Lymphoma is any cancer that develops within the lymphatic system, a network of glands and vessels that make up the body’s immune system and defend against diseases. Because there is lymph tissue throughout the body, the cancer may spread to other organs or the bone. The two main categories of lymphoma are Hodgkin and non-Hodgkin (NHL).
Lymphoma causes When cells in the lymphatic system grow abnormally, lymphoma occurs and may form a tumour. Genetics may be a factor; environmental triggers, such as pollution, may also cause lymphoma.
Lymphoma symptoms Lymphoma is sometimes diagnosed when a sufferer visits a doctor complaining of a cold that will not clear up. Other symptoms include painless swelling in the neck, groin or arm pits; night sweats; weight loss; lack of energy; and itching.

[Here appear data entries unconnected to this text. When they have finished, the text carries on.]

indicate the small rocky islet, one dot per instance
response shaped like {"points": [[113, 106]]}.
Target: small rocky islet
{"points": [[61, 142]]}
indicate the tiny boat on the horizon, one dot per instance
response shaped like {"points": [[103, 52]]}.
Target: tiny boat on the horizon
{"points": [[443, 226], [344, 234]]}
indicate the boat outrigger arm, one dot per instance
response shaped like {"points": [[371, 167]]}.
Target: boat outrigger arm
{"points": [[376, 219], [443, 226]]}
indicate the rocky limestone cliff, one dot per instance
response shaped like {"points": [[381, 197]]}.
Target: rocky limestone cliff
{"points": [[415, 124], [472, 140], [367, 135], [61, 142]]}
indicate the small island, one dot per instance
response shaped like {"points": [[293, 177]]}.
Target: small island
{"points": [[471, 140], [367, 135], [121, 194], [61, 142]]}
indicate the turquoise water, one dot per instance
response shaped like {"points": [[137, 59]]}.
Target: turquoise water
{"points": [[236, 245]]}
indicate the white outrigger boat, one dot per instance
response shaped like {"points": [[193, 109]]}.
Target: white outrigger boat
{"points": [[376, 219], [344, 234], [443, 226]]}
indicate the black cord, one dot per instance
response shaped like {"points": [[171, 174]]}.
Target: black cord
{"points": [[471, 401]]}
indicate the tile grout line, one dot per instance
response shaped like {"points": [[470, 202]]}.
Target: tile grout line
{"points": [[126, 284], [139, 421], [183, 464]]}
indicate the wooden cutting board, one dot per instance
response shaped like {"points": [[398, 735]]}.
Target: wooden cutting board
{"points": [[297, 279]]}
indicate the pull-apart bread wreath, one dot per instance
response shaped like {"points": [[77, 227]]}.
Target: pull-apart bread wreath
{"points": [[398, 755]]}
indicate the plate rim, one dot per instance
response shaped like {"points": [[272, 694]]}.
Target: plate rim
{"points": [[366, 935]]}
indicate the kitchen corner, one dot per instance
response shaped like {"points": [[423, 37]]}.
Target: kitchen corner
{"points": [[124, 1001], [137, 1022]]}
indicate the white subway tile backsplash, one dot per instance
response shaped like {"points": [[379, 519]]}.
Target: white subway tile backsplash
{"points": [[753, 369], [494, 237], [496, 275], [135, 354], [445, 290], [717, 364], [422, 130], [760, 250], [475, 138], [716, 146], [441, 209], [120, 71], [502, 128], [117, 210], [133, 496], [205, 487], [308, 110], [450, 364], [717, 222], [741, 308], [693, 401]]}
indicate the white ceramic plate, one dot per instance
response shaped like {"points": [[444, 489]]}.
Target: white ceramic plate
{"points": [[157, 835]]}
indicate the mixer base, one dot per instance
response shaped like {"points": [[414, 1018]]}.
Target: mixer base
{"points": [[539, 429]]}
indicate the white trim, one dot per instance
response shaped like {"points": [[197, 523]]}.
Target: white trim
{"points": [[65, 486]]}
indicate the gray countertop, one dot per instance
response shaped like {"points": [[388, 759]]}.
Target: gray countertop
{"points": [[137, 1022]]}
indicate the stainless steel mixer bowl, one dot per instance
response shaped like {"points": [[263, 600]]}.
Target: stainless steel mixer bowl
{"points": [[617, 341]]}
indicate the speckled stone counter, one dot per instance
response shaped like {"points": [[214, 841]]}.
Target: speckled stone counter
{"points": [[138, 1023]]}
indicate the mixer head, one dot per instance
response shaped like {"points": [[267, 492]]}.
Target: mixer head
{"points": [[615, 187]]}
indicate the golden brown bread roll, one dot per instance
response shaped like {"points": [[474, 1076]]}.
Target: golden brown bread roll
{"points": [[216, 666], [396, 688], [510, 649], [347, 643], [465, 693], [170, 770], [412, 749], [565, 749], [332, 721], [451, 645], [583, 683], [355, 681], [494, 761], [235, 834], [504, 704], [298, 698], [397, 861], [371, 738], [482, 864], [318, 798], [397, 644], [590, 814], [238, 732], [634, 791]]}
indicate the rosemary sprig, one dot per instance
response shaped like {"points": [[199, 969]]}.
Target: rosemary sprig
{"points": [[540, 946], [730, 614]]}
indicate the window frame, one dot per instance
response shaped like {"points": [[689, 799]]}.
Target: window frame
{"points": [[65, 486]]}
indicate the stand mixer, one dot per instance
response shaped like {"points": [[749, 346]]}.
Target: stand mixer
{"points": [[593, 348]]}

Lymphoma diagnosis/tests To make a diagnosis of Hodgkin or non-Hodgkin lymphoma, your doctor will conduct a physical exam and take your medical history, and she will order blood tests to examine your cells; abnormal test results may indicate that you have this type of cancer. It’s also possible that you’ll be sent for a lymph node biopsy, either a surgical or core needle biopsy, to take a tissue sample. Your doctor may recommend X-rays, ultrasounds, CT scans or PET scans to look at your organs, bones and tissues in greater detail. If the tests reveal that you have lymphoma, you may be sent for further tests to see if it has spread.
Lymphoma treatment Lymphoma is curable and can respond well to treatment. Radiation therapy and chemotherapy to kill the cancer cells and prevent the disease from spreading are also treatment options.
Lymphoma prevention The only known way to lower your risk for lymphoma is by preventing infection with HIV, which weakens the immune system. People with HIV face a higher risk of developing certain types of non-Hodgkin’s lymphoma.